Credit: www.esa.int
On June 2nd, 2003, European Space Agency (ESA) launched a probe named Mars Express to investigate, well, Mars. Now, it is orbiting its target at the orbital inclination of 86.3 degree with a period of 6 h 43m. On board, SPICAM spectrometer works by receiving a light from Mars, putting it through grating, and looking for a pattern in a spectrum to determine what does Mars’ atmosphere consist of. From a discovery published in Science by Maltagliati et al (2011), Mars’ atmosphere is supersaturated with water vapor.

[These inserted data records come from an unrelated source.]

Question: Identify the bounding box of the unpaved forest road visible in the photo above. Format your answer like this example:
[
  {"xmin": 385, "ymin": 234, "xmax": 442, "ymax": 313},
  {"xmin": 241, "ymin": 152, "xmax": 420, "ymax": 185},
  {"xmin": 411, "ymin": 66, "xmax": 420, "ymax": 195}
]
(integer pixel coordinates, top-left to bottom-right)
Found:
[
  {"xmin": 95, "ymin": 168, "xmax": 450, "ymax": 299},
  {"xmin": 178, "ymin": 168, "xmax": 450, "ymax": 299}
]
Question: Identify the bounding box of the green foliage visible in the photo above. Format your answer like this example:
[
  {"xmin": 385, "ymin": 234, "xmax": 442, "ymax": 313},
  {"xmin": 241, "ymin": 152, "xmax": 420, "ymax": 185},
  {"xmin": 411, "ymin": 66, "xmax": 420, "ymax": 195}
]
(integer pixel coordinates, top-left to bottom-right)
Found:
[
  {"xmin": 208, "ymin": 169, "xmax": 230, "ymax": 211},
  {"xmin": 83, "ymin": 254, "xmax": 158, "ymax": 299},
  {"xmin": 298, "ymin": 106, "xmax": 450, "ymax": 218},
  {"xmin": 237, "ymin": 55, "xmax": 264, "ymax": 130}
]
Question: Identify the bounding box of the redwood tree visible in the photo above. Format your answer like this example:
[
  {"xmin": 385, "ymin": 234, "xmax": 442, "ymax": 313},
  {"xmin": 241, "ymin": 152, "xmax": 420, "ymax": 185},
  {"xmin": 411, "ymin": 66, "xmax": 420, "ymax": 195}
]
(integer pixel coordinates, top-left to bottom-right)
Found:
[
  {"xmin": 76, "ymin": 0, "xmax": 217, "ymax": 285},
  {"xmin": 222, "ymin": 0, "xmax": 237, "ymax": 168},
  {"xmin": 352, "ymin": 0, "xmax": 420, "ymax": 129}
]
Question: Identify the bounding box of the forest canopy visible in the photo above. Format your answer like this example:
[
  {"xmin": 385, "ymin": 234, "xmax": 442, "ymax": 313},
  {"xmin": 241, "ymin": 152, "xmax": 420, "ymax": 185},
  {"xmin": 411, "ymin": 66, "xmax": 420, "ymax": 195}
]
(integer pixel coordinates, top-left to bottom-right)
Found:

Don’t get carried away here. Even though the term for Martian atmosphere is “supersaturated” with water vapor, it is still about 10000 times less water vapor than that of the Earth. But it is “wetter” than we expected anyway (around 10 to 100 times.) At first, scientists thought that the supersaturated state cannot exist on Mars because when the atmosphere is already saturated with water, the excess part would get frozen by Mars’ cold temperature. However, the data from SPICAM suggest that the supersaturated state exists at 50 km above the ground even when Mars is at its farthest point from the Sun.
Similar to that on Earth, energy from Sun’s ray is a part of the Martian water cycle. When ice at the polar caps are warmed up by the sun during spring and summer, it sublimates (not evaporates!) into the atmosphere. It sticks with dust in the air, if there is any, to form a cloud. But when not many dusts exist, water molecules fill the air and turn it into the supersaturated state. At high altitude, wind is so strong that it might blow water molecules to another pole or up even higher. In a high altitude, the Sun attacks water molecules, photodissociation, by breaking it into two hydrogen atoms and an oxygen atom. Those atoms could escape from Mars into a vast universe.
More studies are still needed to fully understand the whole hydrological cycle. For now, we know that Mars continuously lose water but at different rate depending on a season and atmospheric weather.